Fernando Alexandre, ministro da Educação, garantiu que “esta quarta-feira” as escolas nas zonas afetadas pela passagem da depressão Kristin por Portugal continental, em particular na região de Leiria, estarão abertas.
“Os efeitos foram muito significativos, houve escolas que ficaram muito afetadas.
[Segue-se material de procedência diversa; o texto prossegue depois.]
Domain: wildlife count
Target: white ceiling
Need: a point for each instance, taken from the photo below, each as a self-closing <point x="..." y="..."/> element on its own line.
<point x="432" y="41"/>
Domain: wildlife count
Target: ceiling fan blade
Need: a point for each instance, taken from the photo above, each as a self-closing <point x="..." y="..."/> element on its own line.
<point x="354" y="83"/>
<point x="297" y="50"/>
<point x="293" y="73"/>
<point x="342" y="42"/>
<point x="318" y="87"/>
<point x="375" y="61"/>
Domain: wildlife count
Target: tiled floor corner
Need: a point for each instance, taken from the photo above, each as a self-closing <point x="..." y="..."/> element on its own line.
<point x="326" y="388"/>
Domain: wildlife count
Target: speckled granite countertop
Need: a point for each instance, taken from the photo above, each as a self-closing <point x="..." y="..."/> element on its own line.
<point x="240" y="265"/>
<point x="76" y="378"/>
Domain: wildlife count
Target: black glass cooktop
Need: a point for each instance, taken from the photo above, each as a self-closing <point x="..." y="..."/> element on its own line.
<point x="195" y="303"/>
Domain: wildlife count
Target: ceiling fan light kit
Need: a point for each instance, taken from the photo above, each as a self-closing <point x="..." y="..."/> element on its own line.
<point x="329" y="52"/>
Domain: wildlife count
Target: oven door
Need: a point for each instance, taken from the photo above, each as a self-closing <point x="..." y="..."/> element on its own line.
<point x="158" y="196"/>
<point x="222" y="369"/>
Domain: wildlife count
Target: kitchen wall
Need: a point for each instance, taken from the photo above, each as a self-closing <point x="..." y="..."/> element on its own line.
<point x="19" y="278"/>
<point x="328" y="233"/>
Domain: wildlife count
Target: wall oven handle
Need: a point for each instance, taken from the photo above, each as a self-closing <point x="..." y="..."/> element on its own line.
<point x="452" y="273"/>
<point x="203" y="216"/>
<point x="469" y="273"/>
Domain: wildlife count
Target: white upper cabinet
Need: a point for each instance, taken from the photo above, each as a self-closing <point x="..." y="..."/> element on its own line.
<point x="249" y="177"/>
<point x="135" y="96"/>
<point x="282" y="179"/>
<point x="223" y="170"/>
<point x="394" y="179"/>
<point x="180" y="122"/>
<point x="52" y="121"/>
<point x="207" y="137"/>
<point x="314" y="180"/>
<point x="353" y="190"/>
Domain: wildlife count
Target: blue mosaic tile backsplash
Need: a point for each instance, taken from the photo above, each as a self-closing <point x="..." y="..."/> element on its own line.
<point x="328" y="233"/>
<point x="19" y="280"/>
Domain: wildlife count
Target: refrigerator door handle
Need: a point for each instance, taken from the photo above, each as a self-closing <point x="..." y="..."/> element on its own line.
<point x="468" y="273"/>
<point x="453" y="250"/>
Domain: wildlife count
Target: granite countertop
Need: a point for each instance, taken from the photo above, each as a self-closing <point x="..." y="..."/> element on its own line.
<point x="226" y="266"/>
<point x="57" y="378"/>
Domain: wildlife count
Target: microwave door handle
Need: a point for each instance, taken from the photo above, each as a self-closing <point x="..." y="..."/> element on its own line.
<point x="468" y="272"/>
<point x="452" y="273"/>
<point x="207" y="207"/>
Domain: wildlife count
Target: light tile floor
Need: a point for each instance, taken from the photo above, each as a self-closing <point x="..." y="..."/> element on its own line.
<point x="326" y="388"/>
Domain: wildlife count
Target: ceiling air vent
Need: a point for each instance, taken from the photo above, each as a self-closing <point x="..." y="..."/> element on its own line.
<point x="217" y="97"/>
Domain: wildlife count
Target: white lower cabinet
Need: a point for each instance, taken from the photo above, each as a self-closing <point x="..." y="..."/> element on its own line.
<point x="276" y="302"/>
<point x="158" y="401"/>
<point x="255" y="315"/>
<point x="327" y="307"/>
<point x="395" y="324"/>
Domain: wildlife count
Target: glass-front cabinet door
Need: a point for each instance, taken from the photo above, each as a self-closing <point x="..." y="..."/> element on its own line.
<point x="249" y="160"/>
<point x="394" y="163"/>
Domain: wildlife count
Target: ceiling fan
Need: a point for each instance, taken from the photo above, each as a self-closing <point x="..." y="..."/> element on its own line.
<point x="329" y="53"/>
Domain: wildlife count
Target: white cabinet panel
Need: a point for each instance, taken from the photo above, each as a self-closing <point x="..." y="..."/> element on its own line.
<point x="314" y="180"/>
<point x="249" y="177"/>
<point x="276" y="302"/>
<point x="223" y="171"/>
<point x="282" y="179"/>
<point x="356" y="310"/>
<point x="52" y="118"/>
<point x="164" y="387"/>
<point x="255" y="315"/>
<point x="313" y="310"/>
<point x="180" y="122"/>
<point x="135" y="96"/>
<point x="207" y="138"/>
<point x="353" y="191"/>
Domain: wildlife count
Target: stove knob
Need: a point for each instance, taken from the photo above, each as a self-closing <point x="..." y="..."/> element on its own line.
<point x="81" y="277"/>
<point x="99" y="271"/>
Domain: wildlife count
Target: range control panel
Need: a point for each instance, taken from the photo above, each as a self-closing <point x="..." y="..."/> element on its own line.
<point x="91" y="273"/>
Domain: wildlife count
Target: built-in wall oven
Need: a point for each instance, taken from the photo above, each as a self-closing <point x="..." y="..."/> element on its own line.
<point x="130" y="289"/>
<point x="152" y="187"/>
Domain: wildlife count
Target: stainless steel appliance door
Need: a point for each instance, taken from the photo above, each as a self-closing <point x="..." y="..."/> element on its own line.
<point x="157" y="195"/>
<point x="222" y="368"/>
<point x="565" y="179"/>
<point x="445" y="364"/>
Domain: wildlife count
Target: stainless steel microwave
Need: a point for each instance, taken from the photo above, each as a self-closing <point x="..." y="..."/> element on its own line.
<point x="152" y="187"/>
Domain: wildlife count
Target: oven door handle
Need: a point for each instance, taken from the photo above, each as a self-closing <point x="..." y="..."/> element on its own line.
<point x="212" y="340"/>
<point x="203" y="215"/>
Estivemos com os 10 municípios e, apesar de tudo, com grande esforço das autarquias, da comunidade, dos professores, pessoal não docente e também dos pais, assim como voluntários que vieram de todo o país para ajudar, vai ser possível nos próximos dias, sobretudo a partir de quarta-feira, reabrir a maior parte das escolas, estando obviamente reunidas todas as condições de segurança”, frisou o ministro.
“Com quedas de árvores, cortes de energia, infiltrações que afetam a rede elétrica, há questões de segurança que importa garantir para a reabertura das escolas, e por isso a prioridade quer das autarquias quer do Governo é garantir que estes equipamentos, os centros das comunidades, têm condições para essa recuperação”, reforçou o ministro, lembrando que este esforço foi priorizado com “os 200 milhões de euros” a serem disponibilizados aos municípios.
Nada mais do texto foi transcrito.